Charlie mena la Tisseuse de Rêve à travers un dédale de couloirs, le long desquels Séréna observa, impressionnée les tableaux et surtout les fresques animées par la Magie qui couvraient les murs, à l’image du Hall des magiciens du palais. Elle avait aperçu de loin l’édifice dans lequel elle se trouvait actuellement, lorsqu’elle avait découvert Centralia depuis les jardins du Château. C’était un immense manoir qui formait un U, en son centre se trouvait un grand parc très arboré.Un endroit idéal pour étudier... Ou entamer une amourette secrète,songea-t-elle, en repensant à l’époque, pas si lointaine, où elle était encore étudiante.
Sa chambre était vaste, avec une salle de bain attenante. Le lit était loin d’être aussi grand que celui dans lequel elle avait dormi au palais, mais il était d’une taille amplement suffisante.

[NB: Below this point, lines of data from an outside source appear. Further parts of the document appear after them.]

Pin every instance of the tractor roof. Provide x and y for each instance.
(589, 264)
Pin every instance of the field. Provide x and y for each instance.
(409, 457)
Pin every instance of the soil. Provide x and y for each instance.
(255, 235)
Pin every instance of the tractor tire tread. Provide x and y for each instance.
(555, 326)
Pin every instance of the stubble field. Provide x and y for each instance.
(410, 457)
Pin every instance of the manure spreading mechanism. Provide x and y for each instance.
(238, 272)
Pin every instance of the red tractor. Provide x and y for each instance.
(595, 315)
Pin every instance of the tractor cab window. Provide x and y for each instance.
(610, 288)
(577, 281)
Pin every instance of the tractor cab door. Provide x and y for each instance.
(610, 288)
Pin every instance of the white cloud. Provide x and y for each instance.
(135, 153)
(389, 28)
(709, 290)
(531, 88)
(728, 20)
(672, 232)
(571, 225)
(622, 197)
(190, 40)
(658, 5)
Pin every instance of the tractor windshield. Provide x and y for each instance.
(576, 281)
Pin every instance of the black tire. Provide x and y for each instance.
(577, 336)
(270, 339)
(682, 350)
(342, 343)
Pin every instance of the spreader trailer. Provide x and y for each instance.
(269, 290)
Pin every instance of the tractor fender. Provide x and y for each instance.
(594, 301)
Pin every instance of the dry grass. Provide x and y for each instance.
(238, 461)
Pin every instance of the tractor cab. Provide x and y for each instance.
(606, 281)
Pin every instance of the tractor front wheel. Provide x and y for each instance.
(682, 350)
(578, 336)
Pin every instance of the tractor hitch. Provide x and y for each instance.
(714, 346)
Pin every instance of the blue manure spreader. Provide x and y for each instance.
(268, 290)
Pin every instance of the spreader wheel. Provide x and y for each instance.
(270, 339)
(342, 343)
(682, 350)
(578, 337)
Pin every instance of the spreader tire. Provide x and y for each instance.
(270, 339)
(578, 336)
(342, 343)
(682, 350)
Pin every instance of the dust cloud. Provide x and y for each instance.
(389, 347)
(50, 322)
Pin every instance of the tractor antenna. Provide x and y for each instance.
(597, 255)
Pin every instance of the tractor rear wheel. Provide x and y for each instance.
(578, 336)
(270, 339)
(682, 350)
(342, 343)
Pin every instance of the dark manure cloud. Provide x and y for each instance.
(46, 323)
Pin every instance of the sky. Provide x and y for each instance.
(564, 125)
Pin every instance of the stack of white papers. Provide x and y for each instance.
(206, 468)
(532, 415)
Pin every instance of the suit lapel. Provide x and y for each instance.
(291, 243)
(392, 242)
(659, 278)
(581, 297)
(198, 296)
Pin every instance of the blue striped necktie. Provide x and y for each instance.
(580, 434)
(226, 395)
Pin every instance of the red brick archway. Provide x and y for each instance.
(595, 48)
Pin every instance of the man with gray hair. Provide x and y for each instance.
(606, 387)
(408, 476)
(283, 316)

Les grandes fenêtres donnaient sur le parc et non sur la cité, sans doute pour plus de discrétion. Les quelques affaires qu’elle possédait ainsi que les fioles de potion que Zélie lui avait remises avant son départ y avaient été transportées par magie. Un repas froid composé de pain, de viande et de fruits l’attendait sur une petite table.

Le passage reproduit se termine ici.